Pols debate oversight of Philly abortion clinics

This photo shows the Women's Medical Society in Philadelphia where abortion doctor Kermit Gosnell worked. (AP Photo/Matt Rourke, File)

June 2, 2011 1:08:11 PM PDT
Two top city officials on Thursday told a state Senate committee looking into regulatory failures related to a "house of horrors" abortion clinic that the Health Department is responsible for overseeing such clinics and the city's main role should be to help patients take complaints to the state.

But state Sen. John H. Eichelberger Jr., a Republican who chairs the Senate's local government committee, said the city must have some responsibility in regulating abortion clinics, noting that the city deals with such issues as prevention of disease, nuisances to public health, building code violations and waste pickup. In the case of abortion provider Kermit Gosnell, he said, the city's message to the business was "We don't care."

"Local oversight must have a prominent role," Eichelberger said at the hearing at Drexel University. "Local health departments have power to regulate."

The hearing comes in response to oversight concerns raised in a gruesome grand jury report in January that charged Gosnell with murder in the deaths of a patient and seven late-term babies who prosecutors say were born alive and killed. The report, which describes filthy and horrific conditions at the west Philadelphia clinic, severely rebuked the state Health Department for failing to shut it down.

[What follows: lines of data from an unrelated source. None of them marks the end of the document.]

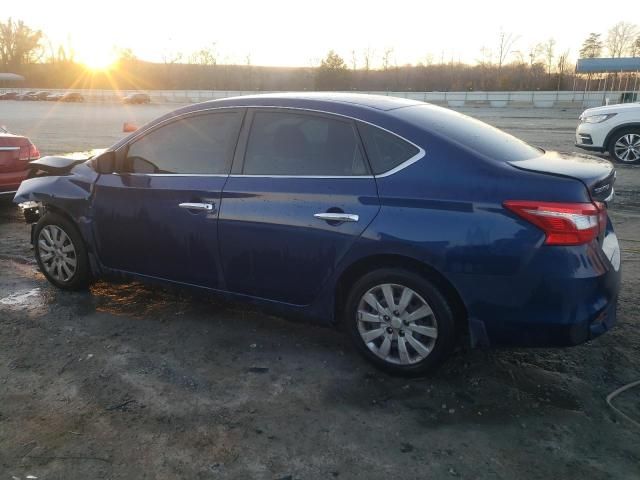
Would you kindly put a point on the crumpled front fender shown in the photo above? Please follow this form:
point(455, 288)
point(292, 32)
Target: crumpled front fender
point(60, 191)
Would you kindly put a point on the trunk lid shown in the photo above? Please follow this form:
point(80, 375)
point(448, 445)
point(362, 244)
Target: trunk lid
point(596, 174)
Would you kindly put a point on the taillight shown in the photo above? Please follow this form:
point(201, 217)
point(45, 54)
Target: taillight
point(563, 223)
point(29, 152)
point(34, 153)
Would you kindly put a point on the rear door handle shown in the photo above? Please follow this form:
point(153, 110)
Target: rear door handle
point(337, 217)
point(197, 206)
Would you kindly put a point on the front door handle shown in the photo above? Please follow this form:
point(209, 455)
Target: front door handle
point(197, 206)
point(337, 217)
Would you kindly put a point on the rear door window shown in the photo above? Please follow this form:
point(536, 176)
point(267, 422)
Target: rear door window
point(299, 144)
point(202, 144)
point(384, 149)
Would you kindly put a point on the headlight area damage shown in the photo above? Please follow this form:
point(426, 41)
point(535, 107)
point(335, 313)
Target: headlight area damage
point(59, 184)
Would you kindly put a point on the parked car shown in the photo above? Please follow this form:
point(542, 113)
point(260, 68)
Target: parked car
point(15, 153)
point(137, 98)
point(27, 96)
point(8, 96)
point(72, 97)
point(409, 223)
point(41, 95)
point(612, 128)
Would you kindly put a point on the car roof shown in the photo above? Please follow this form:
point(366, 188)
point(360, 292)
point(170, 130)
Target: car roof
point(313, 100)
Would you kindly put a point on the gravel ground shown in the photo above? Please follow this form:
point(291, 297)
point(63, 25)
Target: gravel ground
point(128, 381)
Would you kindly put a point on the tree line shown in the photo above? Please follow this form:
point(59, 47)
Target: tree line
point(507, 65)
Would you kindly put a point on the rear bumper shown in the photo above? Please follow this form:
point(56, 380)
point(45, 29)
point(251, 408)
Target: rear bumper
point(591, 136)
point(565, 296)
point(590, 148)
point(10, 181)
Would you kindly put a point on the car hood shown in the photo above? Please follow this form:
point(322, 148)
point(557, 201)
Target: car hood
point(61, 164)
point(618, 108)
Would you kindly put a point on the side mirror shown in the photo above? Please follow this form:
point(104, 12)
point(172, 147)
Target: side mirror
point(105, 162)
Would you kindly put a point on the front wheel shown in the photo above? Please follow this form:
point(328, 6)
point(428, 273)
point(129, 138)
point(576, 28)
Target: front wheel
point(625, 146)
point(61, 253)
point(400, 321)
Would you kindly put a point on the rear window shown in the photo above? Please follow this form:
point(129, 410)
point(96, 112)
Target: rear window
point(385, 150)
point(468, 132)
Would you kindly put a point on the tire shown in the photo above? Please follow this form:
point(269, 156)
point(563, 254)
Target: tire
point(624, 146)
point(416, 338)
point(58, 241)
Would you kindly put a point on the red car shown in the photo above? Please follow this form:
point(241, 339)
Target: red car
point(15, 153)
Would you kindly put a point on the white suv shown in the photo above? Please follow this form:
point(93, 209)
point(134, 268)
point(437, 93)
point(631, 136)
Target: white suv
point(613, 128)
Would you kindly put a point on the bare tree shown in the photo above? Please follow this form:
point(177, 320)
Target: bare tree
point(592, 46)
point(333, 73)
point(548, 49)
point(204, 56)
point(533, 52)
point(635, 47)
point(620, 38)
point(367, 58)
point(386, 58)
point(563, 62)
point(505, 45)
point(486, 57)
point(19, 44)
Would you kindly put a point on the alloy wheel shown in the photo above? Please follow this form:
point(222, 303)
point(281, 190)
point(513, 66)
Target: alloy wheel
point(397, 324)
point(57, 253)
point(627, 148)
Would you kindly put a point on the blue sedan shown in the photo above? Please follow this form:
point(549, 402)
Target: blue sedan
point(409, 224)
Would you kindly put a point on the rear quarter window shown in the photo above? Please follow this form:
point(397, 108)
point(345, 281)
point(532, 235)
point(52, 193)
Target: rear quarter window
point(384, 149)
point(469, 133)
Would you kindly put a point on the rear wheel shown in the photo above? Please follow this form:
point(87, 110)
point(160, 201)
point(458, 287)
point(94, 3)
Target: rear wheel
point(625, 146)
point(61, 253)
point(400, 321)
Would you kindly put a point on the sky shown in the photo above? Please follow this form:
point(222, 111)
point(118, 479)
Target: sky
point(300, 33)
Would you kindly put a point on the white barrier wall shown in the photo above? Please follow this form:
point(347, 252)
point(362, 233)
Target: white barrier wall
point(536, 99)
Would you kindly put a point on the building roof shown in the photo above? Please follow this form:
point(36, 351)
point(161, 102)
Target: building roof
point(10, 77)
point(608, 65)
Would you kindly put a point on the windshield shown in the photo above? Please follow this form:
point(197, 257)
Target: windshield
point(469, 133)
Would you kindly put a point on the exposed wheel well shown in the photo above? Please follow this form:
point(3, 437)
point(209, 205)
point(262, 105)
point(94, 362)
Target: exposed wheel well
point(614, 132)
point(367, 264)
point(59, 211)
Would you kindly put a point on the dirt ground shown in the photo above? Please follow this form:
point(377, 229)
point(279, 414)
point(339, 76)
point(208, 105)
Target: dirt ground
point(128, 381)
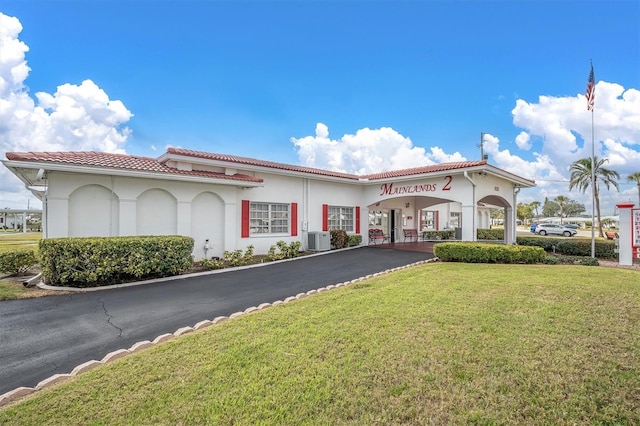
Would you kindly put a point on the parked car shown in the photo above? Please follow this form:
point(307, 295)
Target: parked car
point(553, 229)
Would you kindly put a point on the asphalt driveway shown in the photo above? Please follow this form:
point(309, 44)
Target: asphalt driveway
point(45, 336)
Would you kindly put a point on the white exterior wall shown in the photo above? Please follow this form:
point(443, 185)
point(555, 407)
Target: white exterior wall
point(83, 204)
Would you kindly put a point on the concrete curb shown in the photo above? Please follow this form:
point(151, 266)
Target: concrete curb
point(21, 392)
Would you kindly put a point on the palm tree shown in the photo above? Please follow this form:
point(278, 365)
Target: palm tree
point(635, 177)
point(581, 178)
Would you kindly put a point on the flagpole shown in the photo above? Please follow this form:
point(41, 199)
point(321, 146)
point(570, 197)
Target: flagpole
point(593, 189)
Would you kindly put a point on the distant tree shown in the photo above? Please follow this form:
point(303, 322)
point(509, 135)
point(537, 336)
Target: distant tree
point(635, 177)
point(561, 200)
point(581, 178)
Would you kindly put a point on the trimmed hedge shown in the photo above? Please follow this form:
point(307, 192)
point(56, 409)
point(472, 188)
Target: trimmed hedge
point(488, 253)
point(339, 238)
point(92, 262)
point(604, 249)
point(17, 262)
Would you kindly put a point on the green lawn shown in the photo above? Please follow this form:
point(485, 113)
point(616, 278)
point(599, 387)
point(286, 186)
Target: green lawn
point(442, 343)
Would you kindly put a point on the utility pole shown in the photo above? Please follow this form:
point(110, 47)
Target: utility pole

Eichelberger, who opposes abortion rights, held the hearing to discuss concerns about local oversight, calling regulation of abortion clinics a "joint responsibility."

But City Solicitor Shelley Smith and Health Commissioner Donald Schwarz said the city's power is limited when it comes to abortion clinics, maintaining that the regulation of such facilities falls under the state Health Department. Schwarz said the city is working to develop better procedures to help people who want to file complaints with the state.

"I can't pull someone's license," Schwarz said. "The state has the authority and the state has the ability to regulate health care facilities."

Several bills are moving through the state Legislature that would impose more stringent regulations on abortion clinics in response to the Gosnell case. Last month, the House passed a bill that would place clinics under the same standards as freestanding ambulatory surgical centers. Opponents counter that many of the proposed new rules regarding the size of rooms and entrances and nurse staffing are unnecessary and so expensive that they will force some clinics out of business.

The grand jury charges came after a lengthy investigation that was prompted by a federal drug raid at Gosnell's clinic in January 2010. The facility catered to mostly low-income, minority women, dozens of whom were left with perforated organs or other injuries, according to prosecutors. The grand jury found that state health officials charged with regulating the medical facility failed to inspect it for more than a decade or respond to repeated complaints.

Prosecutors said Gosnell made millions of dollars over three decades performing thousands of dangerous abortions, many of them illegal late-term procedures, in his "house of horrors." Gosnell has said he doesn't understand why he is being charged with eight counts of murder.

Marsha L. Napper, a case manager for People's Emergency Center, a nonprofit advocacy center for homeless women and children near Gosnell's office, told the committee that abortion clinics should be checked just as rigorously as any other medical facility.

"It should be the same procedure," Napper said. "We have to make sure people do their jobs."